Edit: As for cheating, well....

I only ever cheated in one course, and only then because the material was
horribly unfair and the professor was terrible at teaching. Cheating in this
case consisted of putting material that we were expected to rote memorize (!!)
on to my calculator. (For reference, it was chemistry class, before that class
I used to really like chemistry... :( )

Asides from that? I think everyone knows of the student who seomehow got
through even a hard program (such as CS!) without really doing his or her fair
share, but from what I noticed (although I am pretty oblivious) cheating
wasn't all that common.

In regards to grades, they mattered far less once I was in my department. :)
(Thankfully!)

------
adrianhoward
The OP's '[2] Inaccurate Generalization' rider definitely needed to be there
;-) UK universities grade in many different ways, often based on course and
project work. I'd say that the LSE's exam-only option is in the minority. For
example my degree came out of a combination of closed book exams, individual &
group projects, and open book essays. However it _is_ rare for there to be
continual assessment of coursework throughout the whole degree. It's generally
based on a set set of special case bits of work near the end of a term/year.

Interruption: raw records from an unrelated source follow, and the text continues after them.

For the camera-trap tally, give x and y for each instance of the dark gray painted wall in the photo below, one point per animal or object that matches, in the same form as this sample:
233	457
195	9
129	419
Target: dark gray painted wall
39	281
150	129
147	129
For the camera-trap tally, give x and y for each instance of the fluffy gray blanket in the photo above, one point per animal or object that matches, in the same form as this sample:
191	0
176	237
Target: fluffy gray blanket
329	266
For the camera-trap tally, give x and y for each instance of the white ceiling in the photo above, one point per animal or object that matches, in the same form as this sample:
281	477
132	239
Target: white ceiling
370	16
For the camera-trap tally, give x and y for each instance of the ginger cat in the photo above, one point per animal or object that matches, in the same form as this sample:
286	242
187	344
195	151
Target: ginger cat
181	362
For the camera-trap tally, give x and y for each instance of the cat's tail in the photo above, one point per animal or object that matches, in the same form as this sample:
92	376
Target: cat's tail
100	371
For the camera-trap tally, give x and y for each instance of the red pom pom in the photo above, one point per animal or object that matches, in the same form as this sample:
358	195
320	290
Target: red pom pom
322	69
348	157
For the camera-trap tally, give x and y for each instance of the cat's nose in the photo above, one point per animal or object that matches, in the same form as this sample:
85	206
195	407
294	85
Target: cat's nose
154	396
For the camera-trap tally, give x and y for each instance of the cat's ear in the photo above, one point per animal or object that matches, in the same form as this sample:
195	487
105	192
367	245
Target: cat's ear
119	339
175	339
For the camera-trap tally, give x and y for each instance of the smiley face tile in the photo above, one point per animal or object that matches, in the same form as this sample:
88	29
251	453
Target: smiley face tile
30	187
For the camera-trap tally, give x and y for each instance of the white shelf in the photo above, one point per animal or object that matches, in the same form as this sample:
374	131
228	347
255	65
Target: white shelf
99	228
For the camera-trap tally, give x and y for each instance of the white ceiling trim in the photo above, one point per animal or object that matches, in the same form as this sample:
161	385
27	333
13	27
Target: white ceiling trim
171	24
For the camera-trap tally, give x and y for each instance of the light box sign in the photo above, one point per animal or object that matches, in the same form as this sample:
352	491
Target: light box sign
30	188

That said — in my experience — the course work that UK universities that's
much less susceptible to cheating in general than some stuff I've seen from US
universities. Work varies more year-on-year, and the kind of work involved are
things like essays, projects, etc that are harder to copy in a sensible way. I
don't think I did a single multiple choice test in my whole degree.

He's spot on about the difference in expectation on top grades though. I've
had some… interesting… chats with US students in the past when they went from
all "A"s at their US institution to 70-80% at UK ones. Not so much because
their answers were wrong — but because they're answers weren't 'excellent'. It
seemed to cause an enormous amount of stress for them!

------
mhlakhani
Another key difference that I couldn't see in the article is that degrees in
the UK are focused on depth (and last three years); while degrees in the US
focus on breadth and last four years. This probably also relates to how
students in the UK specialize a bit earlier (during high school / A levels)
while students in the US leave that decision to their first year of college.